Morning in Winter
On January 13, 2013 | 0 Comments | faith, trees, weather |

The ears wake first, opening to the songs of birds: titmouse, cardinal, the jay’s cry. They are close to the house and they are in the woods; they are streets and blocks and arm’s reach away. In the cedar, in the dogwood, the beech. It’s time to feed, maybe time to nest. Morning is the birds’ world first.
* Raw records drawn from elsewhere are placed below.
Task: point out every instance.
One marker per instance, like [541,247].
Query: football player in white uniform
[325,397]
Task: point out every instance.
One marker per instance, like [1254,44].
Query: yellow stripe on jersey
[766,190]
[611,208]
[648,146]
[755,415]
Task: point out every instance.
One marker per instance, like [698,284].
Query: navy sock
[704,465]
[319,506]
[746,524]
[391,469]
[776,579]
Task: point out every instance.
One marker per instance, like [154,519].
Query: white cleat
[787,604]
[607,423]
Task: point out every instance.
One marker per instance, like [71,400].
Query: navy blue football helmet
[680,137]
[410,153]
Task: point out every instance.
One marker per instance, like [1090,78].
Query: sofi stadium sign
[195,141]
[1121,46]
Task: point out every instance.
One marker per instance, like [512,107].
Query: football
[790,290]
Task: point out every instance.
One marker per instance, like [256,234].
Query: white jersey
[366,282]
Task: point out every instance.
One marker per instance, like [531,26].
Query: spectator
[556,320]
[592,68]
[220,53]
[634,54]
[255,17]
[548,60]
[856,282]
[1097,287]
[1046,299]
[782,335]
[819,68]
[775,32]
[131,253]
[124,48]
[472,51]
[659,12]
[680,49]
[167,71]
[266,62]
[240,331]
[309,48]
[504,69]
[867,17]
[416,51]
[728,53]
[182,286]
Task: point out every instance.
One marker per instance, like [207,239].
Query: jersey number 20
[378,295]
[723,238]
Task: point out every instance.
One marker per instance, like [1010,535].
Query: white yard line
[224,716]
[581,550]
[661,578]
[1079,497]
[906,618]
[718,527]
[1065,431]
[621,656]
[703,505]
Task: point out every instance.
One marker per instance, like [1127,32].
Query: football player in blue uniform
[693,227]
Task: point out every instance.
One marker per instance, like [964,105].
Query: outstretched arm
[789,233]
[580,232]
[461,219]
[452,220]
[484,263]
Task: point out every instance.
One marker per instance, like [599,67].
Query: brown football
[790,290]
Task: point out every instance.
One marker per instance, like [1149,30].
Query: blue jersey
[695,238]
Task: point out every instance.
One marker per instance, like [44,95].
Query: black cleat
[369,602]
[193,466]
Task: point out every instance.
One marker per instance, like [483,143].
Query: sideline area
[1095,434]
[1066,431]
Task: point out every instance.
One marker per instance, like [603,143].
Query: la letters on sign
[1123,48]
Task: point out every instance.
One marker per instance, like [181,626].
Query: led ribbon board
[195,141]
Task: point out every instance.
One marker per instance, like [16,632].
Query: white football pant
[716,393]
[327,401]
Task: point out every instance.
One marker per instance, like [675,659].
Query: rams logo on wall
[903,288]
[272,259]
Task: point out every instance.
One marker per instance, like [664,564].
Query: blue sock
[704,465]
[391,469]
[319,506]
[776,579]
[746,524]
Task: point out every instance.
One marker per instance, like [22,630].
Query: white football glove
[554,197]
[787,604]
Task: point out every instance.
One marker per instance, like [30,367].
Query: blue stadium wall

Then the eyes, opening to the shrouded window. Fog again. Branches, dun and depthless, converge; birch and crab apple and the nameless wonder at the top of the driveway all stolid and indistinct. Trees are always patient, wrapped today in warm gauze and, just here and there, bearing beads of lifeless dew.

Here is your winter.

No one would agree, but I would have it white again, grey-skyed or blue. I would have it all tamped down with cold, the scrape of ice and cars warming their powdered hum in the driveway. I would have sleds and red cheeks and a second reason for tea, a world sealed with snow limning everything, making the world distinct. I would have how snow makes living more acute and the cold air filling your lungs.

But outside is fog, is birdsong, is warm enough that I slept with the window open. The sun doesn’t break through, but it swells the air and fills the fog; and the dun branch, that bead of dew just there take on a subtle shine.

It’s a new mercy this morning and every morning, and it would be mercy if it were all coming down rain.

The weather, the branches, the light– everything always a metaphor.